Incidentally, it may be a bit misleading to call this a future conditional, when the main verb is not future but present, and there are no futures on the scene; and in English we say e.g. “If he’s released he can no longer be sent into exile.”
Let’s not exaggerate, I just ran the text through CHatGPT4 and it makes some major mistakes:
“If someone captures another person guilty of voluntary [instead of convicts someone of involuntary!] homicide and clearly shows that he is not purified, and afterward feels pity and lets him go, he can no longer expel [exile would be better] that same man by legal judgment.”
They’ve added τινα (which makes sense) but ἐὰν…αἰδέσηται καὶ ἀφῇ should be translated something like “if he becomes reconciled and drops charges” rather than “feels pity and releases him”, (ie., for payment), which ChatGPT also gets wrong. In my posted ChatGPT screenshot, it’s even worse than yours, with “feels shame.” But what can we do about all the errors except learn Greek?

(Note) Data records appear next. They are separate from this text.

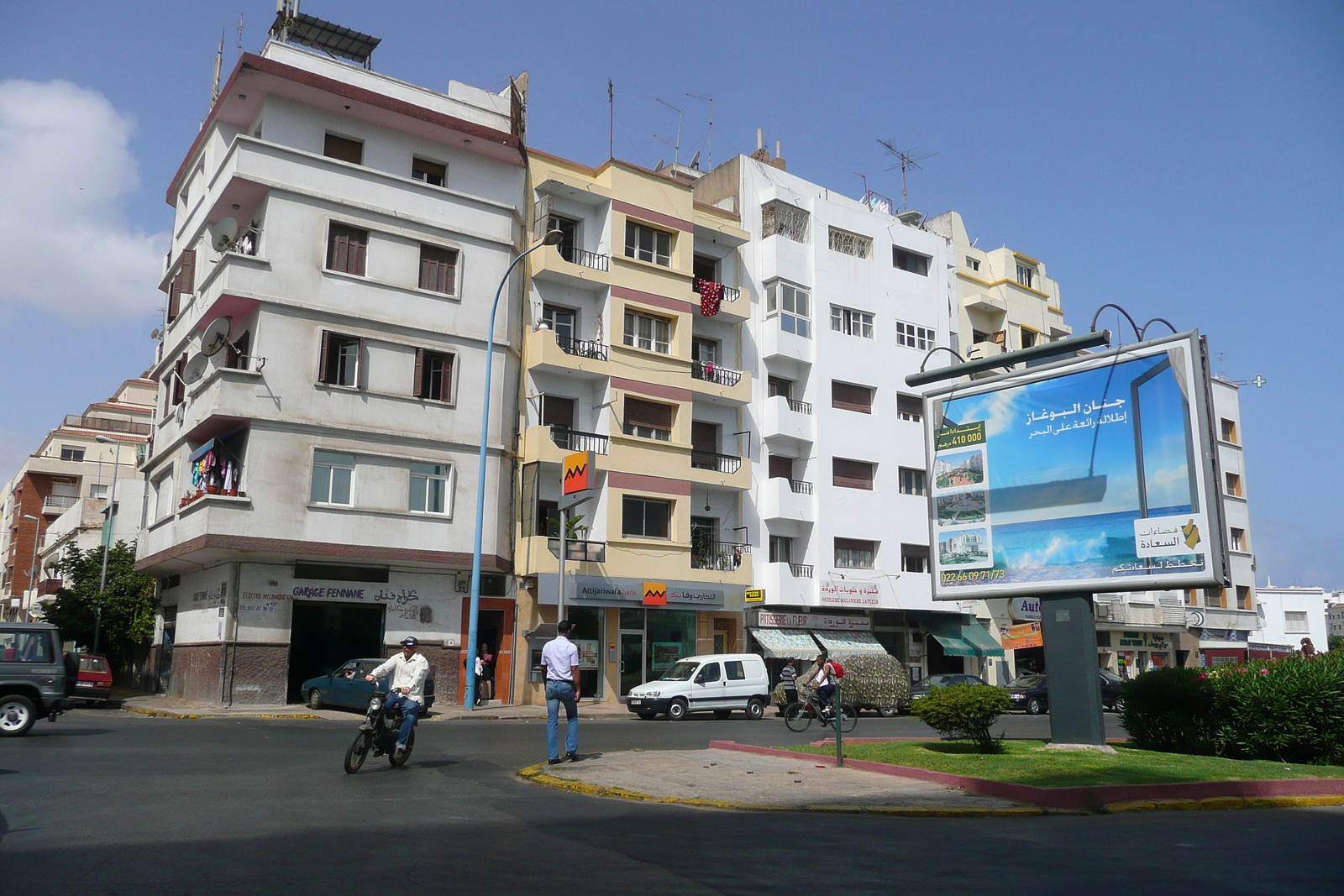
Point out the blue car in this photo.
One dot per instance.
(346, 687)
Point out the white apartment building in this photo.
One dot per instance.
(312, 485)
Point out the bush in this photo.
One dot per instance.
(964, 712)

I’m personally fine with “cast out” or similar for ἐκβαλεῖν.
Well, ChatGPT makes a noble (if not a “no-bull”) effort, but what is really kind of creepy is that it never expresses any doubt or points out any possible ambiguities or alternative translations (very apodictic, to translate into Greek for you ). That’s what’s really dangerous about it: everybody makes mistakes, but normally the reader’s critically aware of that possibiity, whereas with the hybris of AI the reader is lulled into complacently accepting every (often erroneous) word.
BTW, what you said about the first two aorist participles setting the backdrop for the subsequent aorist subjunctives suggests that there really is a temporal element, although it could also be seen as aspect, too (perfection, completion):
"if, having convicted…and having demonstrated…, he [then] reconciles himself and lets him go (isn’t it apo + hiemi, excuse my Roman?)

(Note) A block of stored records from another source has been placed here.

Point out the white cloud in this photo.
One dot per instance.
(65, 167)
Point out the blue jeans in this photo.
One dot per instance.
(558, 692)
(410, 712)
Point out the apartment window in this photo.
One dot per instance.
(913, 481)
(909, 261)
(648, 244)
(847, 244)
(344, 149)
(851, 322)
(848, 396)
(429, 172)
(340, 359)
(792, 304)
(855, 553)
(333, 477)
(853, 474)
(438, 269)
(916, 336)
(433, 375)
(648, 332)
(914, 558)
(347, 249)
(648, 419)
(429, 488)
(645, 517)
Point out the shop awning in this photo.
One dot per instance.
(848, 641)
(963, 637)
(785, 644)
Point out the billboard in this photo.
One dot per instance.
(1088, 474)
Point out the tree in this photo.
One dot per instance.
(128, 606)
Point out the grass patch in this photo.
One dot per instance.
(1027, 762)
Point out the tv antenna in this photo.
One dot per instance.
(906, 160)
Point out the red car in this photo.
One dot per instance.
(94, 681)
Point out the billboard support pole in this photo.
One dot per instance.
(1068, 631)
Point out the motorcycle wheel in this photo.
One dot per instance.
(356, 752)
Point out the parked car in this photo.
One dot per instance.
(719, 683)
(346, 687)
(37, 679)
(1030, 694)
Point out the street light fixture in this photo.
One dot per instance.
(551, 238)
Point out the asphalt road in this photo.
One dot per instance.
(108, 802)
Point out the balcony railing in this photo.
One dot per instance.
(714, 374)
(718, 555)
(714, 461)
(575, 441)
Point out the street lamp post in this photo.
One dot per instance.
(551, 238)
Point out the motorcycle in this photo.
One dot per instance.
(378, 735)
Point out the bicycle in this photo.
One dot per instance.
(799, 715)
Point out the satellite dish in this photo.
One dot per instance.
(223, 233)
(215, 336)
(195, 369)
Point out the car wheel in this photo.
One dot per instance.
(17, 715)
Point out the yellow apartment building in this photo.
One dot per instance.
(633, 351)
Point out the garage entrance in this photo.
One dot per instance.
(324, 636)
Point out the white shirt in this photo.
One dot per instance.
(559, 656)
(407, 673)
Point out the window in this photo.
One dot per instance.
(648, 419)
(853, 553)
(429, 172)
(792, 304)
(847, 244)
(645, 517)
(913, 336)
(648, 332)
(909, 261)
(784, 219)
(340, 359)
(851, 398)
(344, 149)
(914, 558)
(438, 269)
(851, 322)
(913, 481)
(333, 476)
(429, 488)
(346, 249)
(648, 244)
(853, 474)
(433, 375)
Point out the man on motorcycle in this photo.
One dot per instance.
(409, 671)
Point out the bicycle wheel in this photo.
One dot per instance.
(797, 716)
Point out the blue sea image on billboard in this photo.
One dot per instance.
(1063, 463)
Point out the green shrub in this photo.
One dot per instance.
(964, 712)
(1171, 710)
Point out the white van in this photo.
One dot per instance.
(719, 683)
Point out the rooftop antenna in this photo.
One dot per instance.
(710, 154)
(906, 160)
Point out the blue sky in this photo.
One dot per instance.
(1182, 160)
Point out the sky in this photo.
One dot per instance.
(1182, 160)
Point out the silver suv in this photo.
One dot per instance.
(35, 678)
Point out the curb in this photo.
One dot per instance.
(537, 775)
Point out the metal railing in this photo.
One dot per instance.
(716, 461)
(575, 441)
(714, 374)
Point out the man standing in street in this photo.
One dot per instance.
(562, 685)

That is the verb, but it functions as a legal term meaning the opposite of αἱρέω. Not “lets him go”. See LSJ II.1.b:
in legal sense, acquit of a charge or engagement, φόνου τινά D.37.59 (abs., ἐὰν αἰδέσηται καὶ ἀφῇ ibid.); συναλλαγμάτων Id.33.12: c. acc. only, acquit, Antipho 2.1.2, etc. (v. infr. 2 c)

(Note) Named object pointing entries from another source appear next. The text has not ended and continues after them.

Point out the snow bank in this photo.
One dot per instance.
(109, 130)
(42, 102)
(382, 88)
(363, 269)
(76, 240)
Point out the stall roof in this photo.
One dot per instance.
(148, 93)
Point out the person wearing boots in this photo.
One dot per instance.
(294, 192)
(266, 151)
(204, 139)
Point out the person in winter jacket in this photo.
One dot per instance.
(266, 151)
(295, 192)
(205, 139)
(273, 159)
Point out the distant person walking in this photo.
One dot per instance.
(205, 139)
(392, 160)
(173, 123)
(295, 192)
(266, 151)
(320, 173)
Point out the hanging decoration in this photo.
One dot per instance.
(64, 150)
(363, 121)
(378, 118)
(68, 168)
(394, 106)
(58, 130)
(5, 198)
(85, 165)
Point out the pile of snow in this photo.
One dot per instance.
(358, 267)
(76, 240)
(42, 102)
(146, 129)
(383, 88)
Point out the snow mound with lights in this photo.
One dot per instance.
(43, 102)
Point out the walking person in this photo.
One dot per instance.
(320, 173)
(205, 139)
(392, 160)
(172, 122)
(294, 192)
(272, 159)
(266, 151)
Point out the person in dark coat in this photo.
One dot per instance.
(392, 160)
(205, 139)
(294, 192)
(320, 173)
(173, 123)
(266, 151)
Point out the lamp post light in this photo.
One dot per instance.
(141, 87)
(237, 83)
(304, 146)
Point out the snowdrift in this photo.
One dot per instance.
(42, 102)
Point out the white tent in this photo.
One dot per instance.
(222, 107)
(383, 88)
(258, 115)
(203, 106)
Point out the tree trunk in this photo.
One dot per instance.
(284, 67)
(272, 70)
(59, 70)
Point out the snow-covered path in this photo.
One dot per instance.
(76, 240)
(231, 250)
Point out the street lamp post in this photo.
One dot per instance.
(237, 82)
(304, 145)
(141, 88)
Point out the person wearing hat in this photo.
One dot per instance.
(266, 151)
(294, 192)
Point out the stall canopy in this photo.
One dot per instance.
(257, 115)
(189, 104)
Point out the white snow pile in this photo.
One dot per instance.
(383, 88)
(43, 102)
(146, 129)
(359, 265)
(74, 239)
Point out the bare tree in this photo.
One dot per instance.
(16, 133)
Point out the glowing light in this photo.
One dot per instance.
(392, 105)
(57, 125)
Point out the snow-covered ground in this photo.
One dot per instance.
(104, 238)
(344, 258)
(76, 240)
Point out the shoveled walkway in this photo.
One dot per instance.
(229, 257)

On those aorist participles: of course they’re temporal. Only rarely are participles not.
Incidentally, I suspect that ChatGPT may have been rendering not ἀκουσίου but the conjectured ἑκουσίου, in which case it did a better job than ClassyCuss thought, though I’d never use it myself.
And I’d say that “if he becomes reconciled” is not a good translation of αἰδέσηται. It quite fails to convey anything of the idea of αἰδώς and αἰδεῖσθαι. It’s true that “shame” or even “pity” is hardly better. As Joel suggests, the only solution is to learn Greek.
No, it’s definitely ἀκουσίου in the original. It’s clear in the e-book but it looks like it’s penciled in (as they always do in this book with a vowel + macron + stress mark) so it doesn’t scan correctly.
Not my gloss, but the LSJ’s. We have at least three Attic-law terms in this passage, all getting a special citation in the LSJ. For none of αἱρέω, ἀφίημι, or αἰδέομαι, is the legal technical meaning entirely obvious from the base meaning.
Here is αἰδέομαι in the LSJ–
as Att. law-term, to be reconciled to a person, of kinsmen who allow a homicide to return from exile, Lex ap.D.43.57; ἐὰν ἑλών τις ἀκουσίου φόνου . . αἰδέσηται καὶ ἀφῇ D.37.59, cf.38.22; αἰδούμενος Pl.Lg.877a; ᾐδεσμένος D.23.77.
These all seem to describe a legal status or act, always used in a technical sense, and I don’t see justification for trying to bring the etymology in with the gloss.